I thought I'd ask this here because of all the old bike restorations. I have a British bike(Raleigh) that has original paint. It's very complete but has tiny rust speckles poking through. I've tried clay bar and different polishing compounds in an unnoticeable place, but other than making it shinier and removing some paint, I'm not getting any traction with removing the speckles.

Saw an article about making your own bike waterbed so you can lay the frame in there and just add enough Evaporust to cover the frame. Not sure I really wanna go that far with it and risk decals/stickers. I've heard Evaporust is safe on paint, but if you read enough feedback, some say it really isn't....makes you wonder.

As they say, the paint is only original once....if nothing can be done about the tiny rust speckles, I can just super wax the whole frame and live with it.

Kevin
 

49autocycledeluxe

Riding a '38 Autocycle Deluxe
Oxalic acid (wood bleach) is better for frames than Evaporust. evaporust is very expensive if youwere to need enough to cover a frame.

WD 40 and 000 steel wool is another possibility. I've used that on a few bikes with good results
 

GTs58

I'm the Wiz, and nobody beats me!
Let's use chrome for an example. Once the finish is compromised the metal starts to rust in the chip, pore or flaked off area and the rust will eventually bleed and stain the finish on the surrounding chrome. You can clean the rust staining fairly easy but in that pit, chip or scratch there is still rust. You can treat it with various things like OA, citric acid, vinegar, Evaporust etc. but the pitting or loss of the finish will still be there. After thoroughly cleaning the rust there is no product that will make the loss of the finish any better on that chrome. With a painted item you can touch up a paint chip or scratch with a matching paint or just seal it with a good wax or seal coat of some sort to keep the rust from reoccurring.
 

SirMike1983

Riding a '38 Autocycle Deluxe
I would try WD40 and 0000 steel wool (the really fine stuff). Larger areas of paint loss can then been cleaned and filled with matching paint as needed.

I don't recommend a full soak in Evaporust because it can soften and turn frame decals to goo with on-going exposure. It's also kind of expensive. It also can make a sticky mess inside the frame tubes.

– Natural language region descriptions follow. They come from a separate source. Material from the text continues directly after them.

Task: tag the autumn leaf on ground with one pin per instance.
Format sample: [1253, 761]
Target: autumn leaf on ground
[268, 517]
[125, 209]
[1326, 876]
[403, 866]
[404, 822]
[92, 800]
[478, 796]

Oxalic acid on a British frame usually will not damage the black paint, but it can bleach the gold pinstripes on British bikes. It also can bleach bronze green to some extent. Gold pin stripes will turn a silver color when this happens. If this happens and you get to it fast enough, you can polish the paint back down to gold, but it's easy to lose the pinstripes.

I'd stick with WD40 and 0000 (very fine) steel wool, followed by de-grease, polish, and then paint fill. I recommend paint fill last because you want to match your final paint shine and color as closely as possible. If you're lucky, you may not need to fill. Waxing is an option after all is done if you want to preserve without paint fill.
 

Real1

Look Ma, No Hands!
I posted a reply but it somehow disappeared. I can get fine bronze wool which doesn't leave the rusting fibers.....window guys apparently use it a lot.

The waterbed you make just encapsulates the frame itself. Would take about a gallon and a half of Evaporust....I already have a gallon on hand. But I'm leery of the stickers/decals.....they're only original once. Most of these models are black....this is like an ivory pearl finish. I bought the bike because it had e everything originally on it. And there's the good point about Evaporust going inside the frame and staying in there like goo. I'd have to make sure the whole frame is plugged somehow.

When I get to it, I'll strip everything off it and see what works best after I string the frame....doubtful I'll soak it. Just playing with wax and polishing compound, I saw the paint coming off on the rags.....I doubt that paint is very thick from the factory. Thanks for all the tips!

Kevin
 

SirMike1983

Riding a '38 Autocycle Deluxe
Ultra fine bronze wool is a good choice as well. The main thing is that it not be coarse enough to scratch up the paint. I think you're on the right track using mechanical rather than chemical methods on that frame. Go carefully and you should do fine.